С чувством исполненного долга завтракать пошли, а солнце почти в зените. Антип засобирался, в подвал полез. Никита было за ним, а хозяин остановил.
– Отдыхай.
И не в отдыхе дело, как понял Никита. Не хотел, чтобы подмастерье про тайник знал. Никита полагал, что Антип злато-серебро в мешочки сложит, а получилось наоборот. Антип из подвала вышел, подкидывая в руке мешочек, в котором побрякивало. Никита понял – серебро. Говорил же Антип, что у златокузнецов металл на монеты меняет. Ещё бы не быть Антипу довольным, одного золота не меньше золотника выплавили.
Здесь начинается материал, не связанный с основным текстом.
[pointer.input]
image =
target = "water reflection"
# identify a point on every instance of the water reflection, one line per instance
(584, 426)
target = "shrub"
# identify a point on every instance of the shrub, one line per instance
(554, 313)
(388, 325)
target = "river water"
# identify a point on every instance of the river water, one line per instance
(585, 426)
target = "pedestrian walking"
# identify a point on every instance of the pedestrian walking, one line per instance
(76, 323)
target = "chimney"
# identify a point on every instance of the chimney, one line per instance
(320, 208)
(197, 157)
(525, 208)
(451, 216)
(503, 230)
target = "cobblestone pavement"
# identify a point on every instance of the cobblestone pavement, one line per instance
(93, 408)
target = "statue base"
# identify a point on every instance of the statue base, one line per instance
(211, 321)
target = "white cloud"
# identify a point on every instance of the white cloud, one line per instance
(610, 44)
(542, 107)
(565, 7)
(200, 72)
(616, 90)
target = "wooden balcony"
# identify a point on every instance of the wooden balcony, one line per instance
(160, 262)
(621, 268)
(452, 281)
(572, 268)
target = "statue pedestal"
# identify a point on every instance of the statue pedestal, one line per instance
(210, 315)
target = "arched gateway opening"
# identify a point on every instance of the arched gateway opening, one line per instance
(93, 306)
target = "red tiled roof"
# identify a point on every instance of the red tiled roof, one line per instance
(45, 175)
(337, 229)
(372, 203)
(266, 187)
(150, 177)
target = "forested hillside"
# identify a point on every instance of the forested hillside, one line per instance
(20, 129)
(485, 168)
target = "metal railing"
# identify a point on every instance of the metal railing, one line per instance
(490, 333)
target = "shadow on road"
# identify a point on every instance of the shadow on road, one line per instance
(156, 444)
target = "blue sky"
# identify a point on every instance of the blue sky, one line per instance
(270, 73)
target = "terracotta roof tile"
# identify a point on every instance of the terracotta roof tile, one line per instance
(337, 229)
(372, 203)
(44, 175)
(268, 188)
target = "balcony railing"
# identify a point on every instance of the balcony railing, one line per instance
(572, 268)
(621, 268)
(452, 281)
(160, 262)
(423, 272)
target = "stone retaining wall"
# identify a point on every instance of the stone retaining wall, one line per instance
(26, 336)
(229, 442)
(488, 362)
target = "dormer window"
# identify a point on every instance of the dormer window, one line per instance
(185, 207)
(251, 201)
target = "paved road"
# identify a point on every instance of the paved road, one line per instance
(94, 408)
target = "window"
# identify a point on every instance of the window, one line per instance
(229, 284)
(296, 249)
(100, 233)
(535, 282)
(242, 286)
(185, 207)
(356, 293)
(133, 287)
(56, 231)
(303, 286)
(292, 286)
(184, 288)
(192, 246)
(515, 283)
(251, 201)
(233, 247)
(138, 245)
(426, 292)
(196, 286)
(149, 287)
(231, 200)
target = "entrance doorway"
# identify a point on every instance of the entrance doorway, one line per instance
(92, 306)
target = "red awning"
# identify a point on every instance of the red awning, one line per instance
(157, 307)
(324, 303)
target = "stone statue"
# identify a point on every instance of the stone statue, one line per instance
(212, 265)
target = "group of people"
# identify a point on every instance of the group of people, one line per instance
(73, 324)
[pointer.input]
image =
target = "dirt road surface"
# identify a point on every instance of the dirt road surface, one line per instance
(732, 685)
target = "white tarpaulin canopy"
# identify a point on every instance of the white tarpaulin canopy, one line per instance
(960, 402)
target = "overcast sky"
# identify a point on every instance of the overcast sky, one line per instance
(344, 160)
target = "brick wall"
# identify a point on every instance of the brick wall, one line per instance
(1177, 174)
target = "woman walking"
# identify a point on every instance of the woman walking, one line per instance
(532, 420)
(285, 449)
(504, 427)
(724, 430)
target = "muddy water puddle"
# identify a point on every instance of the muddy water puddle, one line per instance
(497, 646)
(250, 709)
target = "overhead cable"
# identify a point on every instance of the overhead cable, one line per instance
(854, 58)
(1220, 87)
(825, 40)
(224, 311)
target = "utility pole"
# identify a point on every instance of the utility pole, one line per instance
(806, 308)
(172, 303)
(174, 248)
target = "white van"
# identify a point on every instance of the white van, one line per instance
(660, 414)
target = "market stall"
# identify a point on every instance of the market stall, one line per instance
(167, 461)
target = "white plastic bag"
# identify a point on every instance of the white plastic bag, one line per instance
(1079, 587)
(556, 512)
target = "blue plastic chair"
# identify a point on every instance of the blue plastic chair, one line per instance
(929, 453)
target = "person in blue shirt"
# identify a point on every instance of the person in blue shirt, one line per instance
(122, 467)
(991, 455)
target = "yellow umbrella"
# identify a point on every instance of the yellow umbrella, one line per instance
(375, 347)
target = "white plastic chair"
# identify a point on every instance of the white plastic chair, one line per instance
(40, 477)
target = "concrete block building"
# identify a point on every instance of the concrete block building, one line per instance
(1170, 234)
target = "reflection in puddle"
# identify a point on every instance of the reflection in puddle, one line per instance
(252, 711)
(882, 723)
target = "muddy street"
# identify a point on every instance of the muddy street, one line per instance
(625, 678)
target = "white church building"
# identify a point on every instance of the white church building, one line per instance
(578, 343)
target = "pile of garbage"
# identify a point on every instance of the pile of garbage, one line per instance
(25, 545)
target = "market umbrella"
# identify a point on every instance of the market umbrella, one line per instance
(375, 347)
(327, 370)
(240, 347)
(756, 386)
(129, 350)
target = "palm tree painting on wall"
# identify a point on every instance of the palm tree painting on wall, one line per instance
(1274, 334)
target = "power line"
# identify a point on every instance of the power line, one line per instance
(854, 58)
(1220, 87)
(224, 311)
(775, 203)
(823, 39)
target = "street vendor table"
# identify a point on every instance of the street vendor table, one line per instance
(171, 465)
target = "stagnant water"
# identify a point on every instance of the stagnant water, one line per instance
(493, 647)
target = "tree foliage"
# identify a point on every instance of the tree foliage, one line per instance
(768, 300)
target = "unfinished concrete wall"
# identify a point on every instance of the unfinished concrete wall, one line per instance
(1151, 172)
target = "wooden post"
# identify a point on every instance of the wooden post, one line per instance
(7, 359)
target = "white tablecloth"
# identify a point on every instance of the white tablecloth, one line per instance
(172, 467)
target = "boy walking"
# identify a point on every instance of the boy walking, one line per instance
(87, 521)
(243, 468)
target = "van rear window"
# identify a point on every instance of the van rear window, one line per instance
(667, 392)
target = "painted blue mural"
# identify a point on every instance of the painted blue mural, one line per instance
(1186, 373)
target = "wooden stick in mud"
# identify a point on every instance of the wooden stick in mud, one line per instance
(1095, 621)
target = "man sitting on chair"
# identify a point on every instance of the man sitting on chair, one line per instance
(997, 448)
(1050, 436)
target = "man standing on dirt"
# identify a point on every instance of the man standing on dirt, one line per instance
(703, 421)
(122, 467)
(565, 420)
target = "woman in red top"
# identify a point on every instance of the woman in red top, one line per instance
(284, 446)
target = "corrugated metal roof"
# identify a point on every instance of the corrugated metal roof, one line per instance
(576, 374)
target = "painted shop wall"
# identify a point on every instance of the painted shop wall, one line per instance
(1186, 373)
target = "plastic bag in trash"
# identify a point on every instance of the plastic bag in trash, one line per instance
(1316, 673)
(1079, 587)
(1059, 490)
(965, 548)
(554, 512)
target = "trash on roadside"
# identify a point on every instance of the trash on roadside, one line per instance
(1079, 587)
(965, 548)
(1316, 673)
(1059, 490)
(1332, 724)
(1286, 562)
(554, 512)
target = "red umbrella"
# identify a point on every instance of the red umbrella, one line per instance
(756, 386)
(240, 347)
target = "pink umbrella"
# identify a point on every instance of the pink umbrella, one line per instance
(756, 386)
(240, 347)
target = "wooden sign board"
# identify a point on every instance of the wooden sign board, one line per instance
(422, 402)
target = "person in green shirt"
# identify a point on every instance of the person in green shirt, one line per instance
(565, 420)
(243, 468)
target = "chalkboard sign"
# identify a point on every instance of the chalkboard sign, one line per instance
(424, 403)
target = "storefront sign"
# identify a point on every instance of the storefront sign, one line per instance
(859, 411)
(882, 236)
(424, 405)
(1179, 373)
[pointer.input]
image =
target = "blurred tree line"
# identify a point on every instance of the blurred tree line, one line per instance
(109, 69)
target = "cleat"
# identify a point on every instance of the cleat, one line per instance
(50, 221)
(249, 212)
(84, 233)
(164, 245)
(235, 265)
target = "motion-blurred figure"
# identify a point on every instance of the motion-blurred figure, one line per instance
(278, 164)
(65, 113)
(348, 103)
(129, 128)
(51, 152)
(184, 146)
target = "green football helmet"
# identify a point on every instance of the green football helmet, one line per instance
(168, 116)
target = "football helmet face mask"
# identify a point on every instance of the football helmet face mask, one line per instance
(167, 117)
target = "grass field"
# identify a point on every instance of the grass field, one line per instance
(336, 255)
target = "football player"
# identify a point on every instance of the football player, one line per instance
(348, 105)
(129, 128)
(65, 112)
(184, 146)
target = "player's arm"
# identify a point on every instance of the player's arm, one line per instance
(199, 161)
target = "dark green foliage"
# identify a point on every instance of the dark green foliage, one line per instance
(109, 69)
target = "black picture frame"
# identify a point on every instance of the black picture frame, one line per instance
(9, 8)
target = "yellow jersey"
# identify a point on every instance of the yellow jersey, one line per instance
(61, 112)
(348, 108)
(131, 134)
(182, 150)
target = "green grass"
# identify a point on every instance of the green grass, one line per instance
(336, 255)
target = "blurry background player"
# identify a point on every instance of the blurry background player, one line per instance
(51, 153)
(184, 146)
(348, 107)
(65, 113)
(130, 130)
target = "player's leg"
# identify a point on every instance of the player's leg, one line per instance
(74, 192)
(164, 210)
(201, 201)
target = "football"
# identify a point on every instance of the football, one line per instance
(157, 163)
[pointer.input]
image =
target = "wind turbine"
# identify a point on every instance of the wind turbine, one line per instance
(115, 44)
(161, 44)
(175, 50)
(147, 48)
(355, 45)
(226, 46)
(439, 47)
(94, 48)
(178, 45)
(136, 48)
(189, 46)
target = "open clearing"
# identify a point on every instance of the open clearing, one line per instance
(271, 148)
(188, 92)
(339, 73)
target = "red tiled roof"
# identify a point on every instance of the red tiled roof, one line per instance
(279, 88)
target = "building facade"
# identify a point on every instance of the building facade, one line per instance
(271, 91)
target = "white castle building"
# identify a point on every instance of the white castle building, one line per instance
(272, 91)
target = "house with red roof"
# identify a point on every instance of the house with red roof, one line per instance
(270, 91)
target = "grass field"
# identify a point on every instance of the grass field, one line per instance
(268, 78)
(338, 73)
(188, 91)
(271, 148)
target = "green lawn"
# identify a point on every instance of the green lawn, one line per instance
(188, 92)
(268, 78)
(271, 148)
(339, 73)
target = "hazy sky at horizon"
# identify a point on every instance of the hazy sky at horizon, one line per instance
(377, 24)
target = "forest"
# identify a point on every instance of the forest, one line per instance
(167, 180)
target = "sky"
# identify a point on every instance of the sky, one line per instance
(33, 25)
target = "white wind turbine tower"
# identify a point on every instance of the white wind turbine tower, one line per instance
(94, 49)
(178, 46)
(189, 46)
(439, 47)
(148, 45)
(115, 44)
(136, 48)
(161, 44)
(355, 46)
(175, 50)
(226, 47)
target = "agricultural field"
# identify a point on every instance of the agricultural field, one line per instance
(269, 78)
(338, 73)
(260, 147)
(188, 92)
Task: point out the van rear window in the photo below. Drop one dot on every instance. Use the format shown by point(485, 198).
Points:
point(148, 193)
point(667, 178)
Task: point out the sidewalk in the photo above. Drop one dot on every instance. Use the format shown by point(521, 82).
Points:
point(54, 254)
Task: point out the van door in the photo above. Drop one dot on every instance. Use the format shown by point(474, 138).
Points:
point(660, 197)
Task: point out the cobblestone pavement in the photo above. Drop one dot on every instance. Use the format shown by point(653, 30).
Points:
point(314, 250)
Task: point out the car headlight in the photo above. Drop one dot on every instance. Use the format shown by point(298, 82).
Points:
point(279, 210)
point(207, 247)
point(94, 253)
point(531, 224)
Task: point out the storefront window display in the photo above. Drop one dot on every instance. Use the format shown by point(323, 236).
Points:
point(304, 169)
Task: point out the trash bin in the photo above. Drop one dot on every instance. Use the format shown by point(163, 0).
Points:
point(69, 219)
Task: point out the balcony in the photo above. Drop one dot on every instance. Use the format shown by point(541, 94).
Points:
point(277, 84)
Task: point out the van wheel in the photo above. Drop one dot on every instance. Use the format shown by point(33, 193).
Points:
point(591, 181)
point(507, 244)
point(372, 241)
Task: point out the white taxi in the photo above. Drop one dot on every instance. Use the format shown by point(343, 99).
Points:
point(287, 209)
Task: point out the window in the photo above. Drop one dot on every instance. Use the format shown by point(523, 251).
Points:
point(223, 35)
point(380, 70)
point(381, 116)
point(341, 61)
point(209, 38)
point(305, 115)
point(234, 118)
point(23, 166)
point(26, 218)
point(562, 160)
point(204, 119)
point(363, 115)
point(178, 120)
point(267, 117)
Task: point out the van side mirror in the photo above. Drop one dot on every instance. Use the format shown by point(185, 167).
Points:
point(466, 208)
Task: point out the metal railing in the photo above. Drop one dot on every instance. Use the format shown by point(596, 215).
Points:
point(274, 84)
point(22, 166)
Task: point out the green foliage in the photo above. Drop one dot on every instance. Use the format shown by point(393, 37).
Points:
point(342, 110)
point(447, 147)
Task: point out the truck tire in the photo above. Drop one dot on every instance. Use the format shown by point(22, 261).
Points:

В переводе на современные меры – больше четырёх граммов, точнее, 4,26. Конечно, точных весов в подвале не было. Да серебра два золотника.
Никита на ветерке уселся. Антип вернулся быстро, часа не прошло. К Никите подошёл, мешочком с монетами встряхнул.
– Слышь, как звенит?
И снова в подвал. Только дурак бы не догадался, что тайник там. Ох, беспечен хозяин! Как бы беду не навлёк! Как в воду смотрел Никита. Видимо, на торгу лихие людишки усмотрели серебро, не исключено, что златокузнецы «подсказали». Зависть, она во все времена существовала. Ювелиров понять можно. Ходит неизвестно кто, серебряные и золотые слитки, причём не самородные, на деньги меняет.